Keeping an eye on Gustav

By Chris Rosa

With landfall of Hurricane Gustav at least six days away, now is the time residents in Vermilion Parish should be preparing for the storm.
Winds are 90 miles per hour and it is moving at 13 miles per hour. Hurricane force winds extend outward of 25 miles from the center.
Hurricane Gustav is predicted to have winds of 121 mile per hour when it enters the Gulf of Mexico on Sunday. Hurricane computers’ five-day forecast have Hurricane Gustav entering the Gulf of Mexico between the Yucatan Peninsula and Cuba.

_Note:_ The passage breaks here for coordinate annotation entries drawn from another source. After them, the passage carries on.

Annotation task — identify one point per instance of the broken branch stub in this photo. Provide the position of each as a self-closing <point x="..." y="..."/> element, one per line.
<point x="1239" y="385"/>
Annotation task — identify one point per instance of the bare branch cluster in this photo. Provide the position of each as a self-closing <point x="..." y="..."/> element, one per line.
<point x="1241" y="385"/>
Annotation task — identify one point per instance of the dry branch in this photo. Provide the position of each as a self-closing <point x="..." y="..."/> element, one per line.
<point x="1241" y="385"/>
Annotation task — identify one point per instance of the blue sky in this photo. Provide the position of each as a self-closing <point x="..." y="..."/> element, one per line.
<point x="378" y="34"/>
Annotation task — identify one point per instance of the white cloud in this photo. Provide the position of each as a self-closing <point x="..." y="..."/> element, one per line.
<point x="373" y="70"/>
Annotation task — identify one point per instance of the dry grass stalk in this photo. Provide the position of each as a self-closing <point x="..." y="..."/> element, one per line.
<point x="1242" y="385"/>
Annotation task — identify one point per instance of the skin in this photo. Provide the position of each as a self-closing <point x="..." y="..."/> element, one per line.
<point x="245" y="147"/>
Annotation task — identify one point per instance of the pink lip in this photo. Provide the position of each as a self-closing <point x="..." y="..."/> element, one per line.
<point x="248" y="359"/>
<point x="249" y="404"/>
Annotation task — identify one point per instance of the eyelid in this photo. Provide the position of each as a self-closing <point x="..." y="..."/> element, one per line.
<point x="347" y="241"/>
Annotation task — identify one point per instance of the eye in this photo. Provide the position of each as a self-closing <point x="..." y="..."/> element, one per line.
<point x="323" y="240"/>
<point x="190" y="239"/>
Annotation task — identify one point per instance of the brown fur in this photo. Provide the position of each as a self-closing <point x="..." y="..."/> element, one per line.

When it enters the Gulf of Mexico, it is also expected to intensify. Some are predicting the Louisiana coast is where it will make landfall.
Becky Broussard of the Office of Emergency Preparedness said people should be begin making plans in case an evacuation is ordered on Monday or Tuesday.
“People need to get a plan in order,” Broussard said. “They should get cash because credit cards and debit cards won’t work if there is no electricity. The need to figure out where they can evacuate if they have to.”
By Friday the parish could declare a state of emergency at the Clerk of Courts office. By doing that, it puts the parish in a state of emergency for 30 days.
She said residents should begin paying close attention to the news to see what Hurricane Gustav is doing.
“Once in the Gulf, it could go anywhere,” she said.
Vermilion Parish Sheriff Mike Couvillon also said people need to begin paying attention to the news. He said a meeting will take place with parish officials on Friday.
Vermilion Parish residents are no strangers to hurricanes. It has only been three years since the last hurricane hit the parish. Hurricane Rita made landfall in Cameron Parish and Vermilion Parish at the end of September in 2005.
Hurricane Rita’s storm surge flooded thousands of homes in the parish.
Broussard predicts if the hurricane continues on the path that computers project, by Tuesday the southern part of Vermilion Parish could begin evacuating.